The GitHub Actions workflow below implements exactly this pattern. Gitleaks runs on every PR and blocks on findings. GitGuardian runs async on pushes to main and develop, exits zero even on findings (alerting is handled by the GitGuardian dashboard), and uploads results as a pipeline artifact for audit purposes:

```
# .github/workflows/secret-scan.yml
# Hybrid secret scanning: Gitleaks (fast, blocking) + ggshield (AI-assisted, async)
# Requires: GITGUARDIAN_API_KEY stored as GitHub Actions secret (masked + protected)

name: Secret Detection

on:
  push:
    branches: ["**"]
  pull_request:
    branches: [main, develop]

jobs:
  # ── Job 1: Fast rule-based scan — blocks merge if triggered on PR ──────────
  gitleaks-scan:
    name: Gitleaks Rule-Based Scan
    runs-on: ubuntu-latest
    steps:
      - name: Checkout full history
        uses: actions/checkout@v4
        with:
          fetch-depth: 0  # REQUIRED: scan full commit history, not just HEAD

      - name: Run Gitleaks
        uses: gitleaks/gitleaks-action@v2
        env:
          GITHUB_TOKEN: ${{ secrets.GITHUB_TOKEN }}
          GITLEAKS_LICENSE: ${{ secrets.GITLEAKS_LICENSE }}  # only needed for org-level scans
        with:
          args: >
            --config .gitleaks.toml
            --redact
            --exit-code 1
            --report-format sarif
            --report-path gitleaks-report.sarif

      - name: Upload SARIF to GitHub Security tab
        if: always()  # upload even on failure so findings appear in Security tab
        uses: github/codeql-action/upload-sarif@v3
        with:
          sarif_file: gitleaks-report.sarif

  # ── Job 2: AI-assisted scan — non-blocking, async, alerts via ggshield ─────
  gitguardian-scan:
    name: GitGuardian AI-Assisted Scan
    runs-on: ubuntu-latest
    # Run on push to main/develop only; do NOT block PR merge gate
    if: github.event_name == 'push' && (github.ref == 'refs/heads/main' || github.ref == 'refs/heads/develop')
    steps:
      - name: Checkout full history
        uses: actions/checkout@v4
        with:
          fetch-depth: 0

      - name: Install ggshield
        run: pip install ggshield==1.29.0  # pin version for reproducibility

      - name: Authenticate ggshield
        run: ggshield auth login --method=token
        env:
          GITGUARDIAN_API_KEY: ${{ secrets.GITGUARDIAN_API_KEY }}

      - name: Run GitGuardian secret scan
        run: |
          ggshield secret scan ci \
            --output gg-results.json \
            --json \
            --exit-zero  # non-blocking: exit 0 even on findings; alerting handled by GitGuardian dashboard
        env:
          GITGUARDIAN_API_KEY: ${{ secrets.GITGUARDIAN_API_KEY }}

      - name: Upload scan results as artifact
        if: always()
        uses: actions/upload-artifact@v4
        with:
          name: gitguardian-results
          path: gg-results.json
          retention-days: 30
```

One concrete caveat: if you're in a regulated industry with strict data egress controls, replace the GitGuardian job with Semgrep using local AI rules or a self-hosted enterprise scanner. The architecture stays the same — fast rule-based gate on PR, deep AI audit async — but the AI component runs on your own infrastructure. Check the [GitHub secret scanning documentation](https://docs.github.com/en/code-security/secret-scanning/about-secret-scanning) if you're on GitHub Advanced Security and want to layer native scanning on top of this setup.

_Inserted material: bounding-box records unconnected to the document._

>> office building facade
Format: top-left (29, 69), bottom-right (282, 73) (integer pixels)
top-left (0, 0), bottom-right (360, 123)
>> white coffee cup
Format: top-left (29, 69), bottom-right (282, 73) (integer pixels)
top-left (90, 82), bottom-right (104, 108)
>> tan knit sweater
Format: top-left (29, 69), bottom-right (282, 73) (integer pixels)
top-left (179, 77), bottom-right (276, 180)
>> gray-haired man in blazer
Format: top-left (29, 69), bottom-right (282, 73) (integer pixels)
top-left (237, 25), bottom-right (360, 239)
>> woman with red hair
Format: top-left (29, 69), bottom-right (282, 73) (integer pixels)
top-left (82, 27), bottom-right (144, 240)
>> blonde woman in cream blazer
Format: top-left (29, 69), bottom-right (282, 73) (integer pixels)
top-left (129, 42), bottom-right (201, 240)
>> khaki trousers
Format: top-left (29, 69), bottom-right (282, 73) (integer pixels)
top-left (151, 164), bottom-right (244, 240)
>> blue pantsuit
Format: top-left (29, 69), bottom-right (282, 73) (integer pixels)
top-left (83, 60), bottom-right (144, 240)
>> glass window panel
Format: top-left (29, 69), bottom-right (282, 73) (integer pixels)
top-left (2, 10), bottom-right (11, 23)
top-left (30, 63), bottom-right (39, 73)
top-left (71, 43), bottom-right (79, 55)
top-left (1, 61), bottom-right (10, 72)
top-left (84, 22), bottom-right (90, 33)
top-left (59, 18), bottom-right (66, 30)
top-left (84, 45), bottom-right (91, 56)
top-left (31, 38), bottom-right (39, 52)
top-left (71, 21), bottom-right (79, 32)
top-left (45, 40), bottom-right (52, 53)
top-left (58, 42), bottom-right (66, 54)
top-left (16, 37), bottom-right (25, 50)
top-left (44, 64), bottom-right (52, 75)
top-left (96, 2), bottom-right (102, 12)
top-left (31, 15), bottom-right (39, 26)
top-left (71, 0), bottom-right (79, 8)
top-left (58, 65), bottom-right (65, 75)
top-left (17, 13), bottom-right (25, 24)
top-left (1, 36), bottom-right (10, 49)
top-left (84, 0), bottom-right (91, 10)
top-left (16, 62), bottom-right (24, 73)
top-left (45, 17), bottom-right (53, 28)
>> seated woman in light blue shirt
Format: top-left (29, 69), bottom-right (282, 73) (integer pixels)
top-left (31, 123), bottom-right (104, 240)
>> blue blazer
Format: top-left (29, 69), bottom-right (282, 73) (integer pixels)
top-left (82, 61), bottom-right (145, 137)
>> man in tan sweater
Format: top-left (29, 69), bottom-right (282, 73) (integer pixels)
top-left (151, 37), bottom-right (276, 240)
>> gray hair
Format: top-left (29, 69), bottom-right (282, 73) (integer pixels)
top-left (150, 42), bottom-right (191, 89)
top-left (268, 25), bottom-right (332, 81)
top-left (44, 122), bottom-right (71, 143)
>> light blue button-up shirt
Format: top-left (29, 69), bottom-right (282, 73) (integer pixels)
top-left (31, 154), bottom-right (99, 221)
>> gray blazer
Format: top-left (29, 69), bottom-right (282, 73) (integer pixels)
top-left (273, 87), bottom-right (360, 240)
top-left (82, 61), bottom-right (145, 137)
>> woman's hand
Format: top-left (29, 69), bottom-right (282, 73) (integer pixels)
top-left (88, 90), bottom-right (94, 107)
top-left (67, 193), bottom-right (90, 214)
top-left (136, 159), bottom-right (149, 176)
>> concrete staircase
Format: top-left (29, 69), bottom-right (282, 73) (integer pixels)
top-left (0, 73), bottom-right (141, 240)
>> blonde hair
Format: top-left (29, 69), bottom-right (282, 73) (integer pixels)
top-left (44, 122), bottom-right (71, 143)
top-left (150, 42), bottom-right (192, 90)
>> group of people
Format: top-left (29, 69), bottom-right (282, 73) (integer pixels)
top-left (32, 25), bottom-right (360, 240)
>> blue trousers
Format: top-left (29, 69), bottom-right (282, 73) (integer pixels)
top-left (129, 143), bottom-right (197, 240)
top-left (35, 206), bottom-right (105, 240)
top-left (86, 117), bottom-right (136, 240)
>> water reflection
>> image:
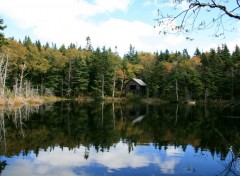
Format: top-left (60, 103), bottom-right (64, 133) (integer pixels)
top-left (0, 102), bottom-right (240, 175)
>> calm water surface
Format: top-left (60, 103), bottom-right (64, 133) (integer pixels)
top-left (0, 102), bottom-right (240, 176)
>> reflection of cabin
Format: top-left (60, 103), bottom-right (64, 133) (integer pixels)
top-left (125, 78), bottom-right (147, 95)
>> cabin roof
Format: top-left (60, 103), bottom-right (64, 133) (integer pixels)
top-left (132, 78), bottom-right (147, 86)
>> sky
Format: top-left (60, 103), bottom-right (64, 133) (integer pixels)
top-left (0, 0), bottom-right (240, 56)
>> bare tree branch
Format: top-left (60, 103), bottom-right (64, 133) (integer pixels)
top-left (155, 0), bottom-right (240, 37)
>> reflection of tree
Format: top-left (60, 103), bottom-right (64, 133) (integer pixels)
top-left (0, 102), bottom-right (240, 173)
top-left (215, 128), bottom-right (240, 175)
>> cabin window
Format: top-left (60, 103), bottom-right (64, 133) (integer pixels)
top-left (130, 85), bottom-right (137, 90)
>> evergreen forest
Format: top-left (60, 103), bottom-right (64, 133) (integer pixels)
top-left (0, 20), bottom-right (240, 101)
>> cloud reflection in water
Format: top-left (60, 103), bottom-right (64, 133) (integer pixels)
top-left (2, 143), bottom-right (184, 176)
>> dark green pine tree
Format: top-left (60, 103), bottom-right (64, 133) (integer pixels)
top-left (0, 19), bottom-right (7, 48)
top-left (72, 57), bottom-right (89, 96)
top-left (194, 48), bottom-right (201, 56)
top-left (231, 45), bottom-right (240, 99)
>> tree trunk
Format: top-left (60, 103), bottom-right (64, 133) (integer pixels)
top-left (112, 69), bottom-right (116, 98)
top-left (176, 79), bottom-right (178, 102)
top-left (3, 54), bottom-right (8, 97)
top-left (19, 63), bottom-right (26, 94)
top-left (102, 75), bottom-right (105, 99)
top-left (119, 79), bottom-right (124, 98)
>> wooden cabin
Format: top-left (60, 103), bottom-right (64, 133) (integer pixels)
top-left (125, 78), bottom-right (147, 95)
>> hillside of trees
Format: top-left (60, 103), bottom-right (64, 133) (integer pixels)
top-left (0, 37), bottom-right (240, 101)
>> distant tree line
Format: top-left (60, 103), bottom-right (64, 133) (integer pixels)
top-left (0, 19), bottom-right (240, 101)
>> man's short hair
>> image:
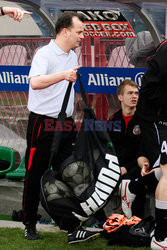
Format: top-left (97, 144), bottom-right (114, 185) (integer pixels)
top-left (117, 79), bottom-right (138, 95)
top-left (55, 11), bottom-right (85, 34)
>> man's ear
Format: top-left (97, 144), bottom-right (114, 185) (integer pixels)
top-left (118, 95), bottom-right (123, 102)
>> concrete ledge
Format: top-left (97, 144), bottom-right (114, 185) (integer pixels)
top-left (0, 178), bottom-right (51, 220)
top-left (0, 220), bottom-right (60, 233)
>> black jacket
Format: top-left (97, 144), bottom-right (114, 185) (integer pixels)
top-left (136, 40), bottom-right (167, 123)
top-left (108, 109), bottom-right (141, 178)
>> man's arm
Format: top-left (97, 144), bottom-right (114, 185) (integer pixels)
top-left (0, 7), bottom-right (32, 22)
top-left (30, 66), bottom-right (80, 89)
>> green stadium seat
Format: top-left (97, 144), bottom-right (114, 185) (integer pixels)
top-left (0, 146), bottom-right (16, 177)
top-left (6, 156), bottom-right (26, 179)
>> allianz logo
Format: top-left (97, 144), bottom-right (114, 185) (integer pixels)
top-left (88, 72), bottom-right (144, 88)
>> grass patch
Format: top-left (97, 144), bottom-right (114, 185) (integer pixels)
top-left (0, 214), bottom-right (12, 221)
top-left (0, 228), bottom-right (150, 250)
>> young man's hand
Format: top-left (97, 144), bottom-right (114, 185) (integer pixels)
top-left (1, 7), bottom-right (32, 22)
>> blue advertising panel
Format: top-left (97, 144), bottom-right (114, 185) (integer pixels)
top-left (0, 66), bottom-right (146, 94)
top-left (75, 67), bottom-right (146, 94)
top-left (0, 66), bottom-right (30, 91)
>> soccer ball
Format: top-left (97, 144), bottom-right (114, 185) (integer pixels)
top-left (62, 161), bottom-right (93, 195)
top-left (44, 180), bottom-right (72, 201)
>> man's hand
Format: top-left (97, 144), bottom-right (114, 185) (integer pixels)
top-left (3, 7), bottom-right (32, 22)
top-left (121, 167), bottom-right (127, 175)
top-left (65, 66), bottom-right (81, 82)
top-left (141, 162), bottom-right (150, 176)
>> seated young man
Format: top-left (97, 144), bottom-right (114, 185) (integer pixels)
top-left (109, 80), bottom-right (145, 218)
top-left (120, 40), bottom-right (167, 249)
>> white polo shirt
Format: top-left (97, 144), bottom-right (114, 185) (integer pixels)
top-left (28, 40), bottom-right (78, 118)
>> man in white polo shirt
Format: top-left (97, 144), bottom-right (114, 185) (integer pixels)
top-left (23, 11), bottom-right (100, 243)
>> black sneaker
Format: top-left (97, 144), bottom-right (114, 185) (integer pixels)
top-left (24, 225), bottom-right (39, 240)
top-left (68, 228), bottom-right (100, 244)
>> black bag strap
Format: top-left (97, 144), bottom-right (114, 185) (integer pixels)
top-left (77, 72), bottom-right (89, 106)
top-left (48, 82), bottom-right (73, 168)
top-left (58, 82), bottom-right (73, 119)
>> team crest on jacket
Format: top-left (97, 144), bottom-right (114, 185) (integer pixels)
top-left (133, 125), bottom-right (141, 135)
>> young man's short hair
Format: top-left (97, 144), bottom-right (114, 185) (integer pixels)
top-left (55, 11), bottom-right (85, 34)
top-left (117, 79), bottom-right (138, 95)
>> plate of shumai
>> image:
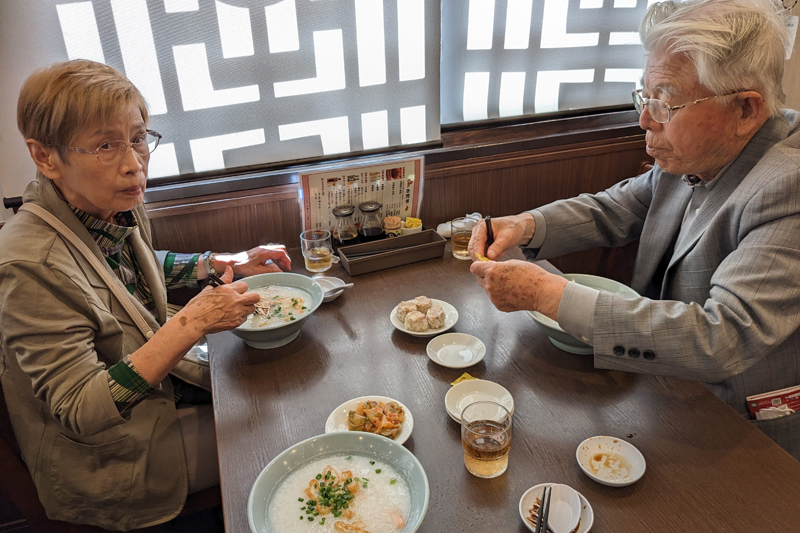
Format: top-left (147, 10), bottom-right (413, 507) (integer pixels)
top-left (389, 296), bottom-right (458, 337)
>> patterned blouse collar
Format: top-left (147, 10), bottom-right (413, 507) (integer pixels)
top-left (68, 204), bottom-right (138, 256)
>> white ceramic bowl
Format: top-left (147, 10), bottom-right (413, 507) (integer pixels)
top-left (389, 298), bottom-right (458, 337)
top-left (575, 436), bottom-right (647, 487)
top-left (247, 431), bottom-right (430, 533)
top-left (325, 394), bottom-right (414, 444)
top-left (444, 379), bottom-right (514, 424)
top-left (519, 483), bottom-right (594, 533)
top-left (527, 274), bottom-right (639, 355)
top-left (312, 276), bottom-right (345, 303)
top-left (426, 333), bottom-right (486, 368)
top-left (231, 272), bottom-right (325, 349)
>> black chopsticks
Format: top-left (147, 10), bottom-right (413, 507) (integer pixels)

One final thing I want to flag: wherever you store your `GITGUARDIAN_API_KEY`

or `NIGHTFALL_API_KEY`

— make sure it's masked, protected, and injected via a secrets manager or CI secret store. Storing a secret scanner's own API key as a plain CI environment variable is the specific kind of irony that shows up in post-incident reviews. I've seen it happen. Don't let it happen to you.

The bottom line on AI secret scanning in CI pipelines: use rule-based tools to protect the developer loop, use AI tools to protect the audit trail. Neither one alone is sufficient. Both together, in the right places, is the architecture that actually holds up under real-world conditions.